Bakanın üslubu her açıdan çok kabaydı. Yurttaş azarlamaya dayanan bu AKP dili, birçok tartışmada karşımıza çıkabiliyor. Neyse ki sonradan Kültür ve Turizm Bakanı Ertuğrul Günay, Bakan Eroğlu'nun maksadını aştığını ve Tarkan'ı duyarlılığından dolayı kutladığını açıkladı.
İşin ilginç yanlarında biri de, bizde muhafazakar gelenekten gelen hükümetlerin tarih ve doğa karşısında barbar bir tavır sergilemeleridir. Onun için hep düşünmüşümdür, "Bizde muhafazakarlar neyi muhafaza ederler?" diye.
Hamasi nutuklarla süslenmiş bir şanlı tarihimiz, çok çocuklu aile... Ama sıra tarihi eserlere gelince iş değişiyor. Kalkınacağız, ülkenin geleceği ve refahı vb nutukları. Çevreciler züppe, duyarlı sanatçılar hain ya da şöhret meraklısı...
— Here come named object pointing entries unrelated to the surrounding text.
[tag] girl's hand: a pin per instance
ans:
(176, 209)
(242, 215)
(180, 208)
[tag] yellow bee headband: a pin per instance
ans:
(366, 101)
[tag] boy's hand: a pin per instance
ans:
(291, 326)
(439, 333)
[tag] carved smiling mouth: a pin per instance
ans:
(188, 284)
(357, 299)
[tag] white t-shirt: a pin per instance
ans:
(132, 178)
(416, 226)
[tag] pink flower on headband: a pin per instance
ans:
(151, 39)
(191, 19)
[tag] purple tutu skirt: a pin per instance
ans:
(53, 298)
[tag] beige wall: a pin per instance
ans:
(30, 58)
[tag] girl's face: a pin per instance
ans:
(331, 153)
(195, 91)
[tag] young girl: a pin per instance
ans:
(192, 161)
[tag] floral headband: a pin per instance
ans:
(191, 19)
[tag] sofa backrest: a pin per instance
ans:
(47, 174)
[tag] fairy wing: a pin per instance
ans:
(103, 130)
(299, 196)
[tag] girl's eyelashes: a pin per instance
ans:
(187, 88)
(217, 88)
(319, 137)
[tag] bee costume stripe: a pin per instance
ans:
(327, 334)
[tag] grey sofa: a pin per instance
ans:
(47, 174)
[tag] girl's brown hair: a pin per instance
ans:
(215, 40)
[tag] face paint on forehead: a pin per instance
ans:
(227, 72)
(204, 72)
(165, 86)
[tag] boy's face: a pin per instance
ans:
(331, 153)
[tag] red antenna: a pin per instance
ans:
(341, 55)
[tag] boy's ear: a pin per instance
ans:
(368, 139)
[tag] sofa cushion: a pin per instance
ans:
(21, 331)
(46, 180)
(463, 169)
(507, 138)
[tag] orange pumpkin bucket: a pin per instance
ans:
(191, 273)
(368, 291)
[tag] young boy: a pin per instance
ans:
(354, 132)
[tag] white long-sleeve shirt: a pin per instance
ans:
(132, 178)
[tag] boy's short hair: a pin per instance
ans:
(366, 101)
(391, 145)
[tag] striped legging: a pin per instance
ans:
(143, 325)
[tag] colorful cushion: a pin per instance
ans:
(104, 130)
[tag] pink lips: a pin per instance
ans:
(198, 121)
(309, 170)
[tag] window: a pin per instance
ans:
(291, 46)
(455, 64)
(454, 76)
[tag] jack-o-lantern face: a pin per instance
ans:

"Bergama'ya baraj yapacağız, köylüler suya kavuşacak, çiftçileri düşünüyoruz..." İyi ama bölgede kaç tane tamamlanmamış baraj var? Bir de bu köylüleri düşünme merakı anlaşılır gibi değil. Bazı köylerin içinde taş ocakları gümbür gümbür çalışırken Çevre ve Orman Bakanı nasıl buna göz yumuyor? Ayrıca köylülerin ve çiftçilerin bugünkü duruma düşmesinde sekiz yıldır uygulanan tarım politikalarının payı yok mudur?
Bakan, "Ben ispat ettim Allianoi diye bir yer yok. Uydurma" diyor. AKP'li bazı yerel siyasetçiler ise "Var ama su altında kalsın canım. Barajın ömrü bitince tekrar çıkarılır" şeklinde öneride bulunuyorlar. Tarkan'ı uzman olmadığı konuda konuştuğu için azarlayan zihniyet, bu konuda hiç uzmanlık bilgisine ihtiyaç duymuyor.
Öte yandan bu konular sadece uzmanların tartışacağı konular da değil. Uzmanlar kamuoyunu bilgilendirmelidirler. (Aksi halde meydan Eroğlu'nun uzmanlığına kalıyor.) Ancak bu aynı zamanda bir yurttaşlık sorunu. Yani bazı girişimlere karşı çıkmak bazılarından yana olmak bizim yurttaşlık hakkımız.
Bergama, önemi yeterince anlaşılmamış, öne çıkarılamamış çok özel bir yer. UNESCO kültür mirası listesine aday bir kentimiz. Bergama'nın tarihi bilim ve kültür dünyası için o kadar önemli olaylarla dolu ki, bunu çoktan hakkettiğine inanıyorum.
Buna hepimizin elinden geldiğince katkı sağlaması lazım. Bir de bu zenginliği altın madenleri ile barajlarla tahrip edenlere ve suların altına gömmeye çalışanlara karşı da, bu işlere burnumuzu sokmamız gerekir.
Her ne kadar Bakan Eroğlu'nun uzmanlık bilgilerine aykırı olsa da, ülkemizin ve Bergama'nın kalkınma ve refahına katkı sağlayabilecek başka zenginlikleri bulunmaktadır.